Dinosaurs Could Break The Sound Barrier

While Chuck Yeager my have been the first human to break the sound barrier in 1947, dinosaurs were doing it over a hundred million years earlier. Giant dinosaurs like Diplodocus and Brontosaurus were able to crack sonic booms with their tails. This particular sonic boom would sound more like a cannon than a jet.  Only the last 2-3 inches of the tail would actually travel at supersonic speeds.  Scientists have found healed injuries on the vertebrae consistent with repeated stress. Amazing to think you couldn’t hear a dinosaur coming, isn’t it?

Dinosaurs Could Swim

And probably not just the ones you’re thinking of. Most evidence of dinosaurs swimming has been from Theropods (Tyrannosaurus, Velociraptor). Several tracks have been found from these dinosaurs semi-swimming. These dinosaurs would sort of doggie paddle their way across the water, leaving toe and tail impressions in the sand below. Perhaps it should be renamed dino paddling? Dinosaurs may go in the water for the same reasons as animals today. To get food, escape predators, or even just to get to the other side.
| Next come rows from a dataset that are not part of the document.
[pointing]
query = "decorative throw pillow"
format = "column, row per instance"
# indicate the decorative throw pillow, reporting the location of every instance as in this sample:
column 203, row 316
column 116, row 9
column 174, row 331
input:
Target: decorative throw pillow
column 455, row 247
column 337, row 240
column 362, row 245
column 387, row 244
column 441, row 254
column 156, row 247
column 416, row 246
Dissolving Dinosaur Ignorance

As adults, we should know enough to not only get into trouble, but out of trouble too. Watch Jurassic World, enjoy Jurassic World, but remember dinosaurs in the real world were different. From sounds, to visuals, to basic misuse of the term dinosaur, what we really know about dinosaurs is vastly different than what we’re shown sometimes. The next time the know-it-all at work starts talking nonsense about dinosaurs, use your new found dino-knowledge to shut him down and get yourself out of trouble. Of course then you’ll impress that other know-it-all, who will forever now start talking over your head because she actually does know it all. Just come back here, and we’ll figure out what she’s talking about. Together.